Yes, with the US long weekend coming up trading has been very slow. I worked all day to scratch out only 40 pips. Really, I should have just taken the day off. I think that’s what most people are doing.

Your English is much better than any other language I can speak. I’m very happy you found something useful here. Enjoy the journey!

Hi grav, i have couple of qns. The first one may be pretty subjective.

As a trendline break occurs on the 4hr chart, would you consider entry using the 5mins chart. As you said there will usually be a retracement to the initial trendline break, so would you get entries on the 5mins or 15mins? Or would the 30mins be more reliable?

I realised something the PA moves so fast into our direction that i have to rely on the 5mins chart to add on extra lots. That’s when i can see PA the most clearly. Its like moving 1 step back and 5 steps forward.

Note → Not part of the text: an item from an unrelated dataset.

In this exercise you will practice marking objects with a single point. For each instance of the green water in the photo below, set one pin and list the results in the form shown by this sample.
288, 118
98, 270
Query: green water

And lastly, i remember you mentioned you went long on the aud usd on the 1 hr using 2 cbl entry. I believe most of us here would like to know what’s the reason behind the trade and how you look at things in perspective.

From what i can see, the AU is in a nice daily uptrend channel.
However upon your entry, the 4HR had a breakout and retraced back. I believed after the retracement you entered on 2cbl entry on the 1hr?

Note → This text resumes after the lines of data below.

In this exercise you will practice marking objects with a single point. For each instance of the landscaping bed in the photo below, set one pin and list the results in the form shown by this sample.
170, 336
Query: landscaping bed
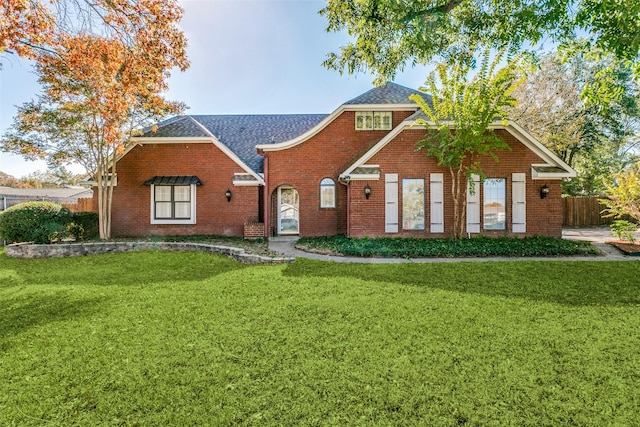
387, 247
186, 338
628, 248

Was that how you see it or is there something im missing down here?
Thanks! :slight_smile:

Hi Graviton, I do glad too :slight_smile:
More I trade more questions come up,

today I took long trade on H4 eur/chf squeeze, I have closed this trade with +80 pips then I reenter.
Right now my trade is running. I dont know what to deside to close this trade on friday or keep it runs as there is bull engulfing patern on daily chart?
I think you didnt miss this trade also :slight_smile:

Another question I have.
I drew resistant level and downtrend line from higest high that has been created during particular period of time
Say, in a while the price has broked down trend line. Does it mean that the price will reach resistant level ??

I JUST have entered short on H4 chf/jpy uptrend line breaks. But as today is friday I dont know is it good to keep the trade running?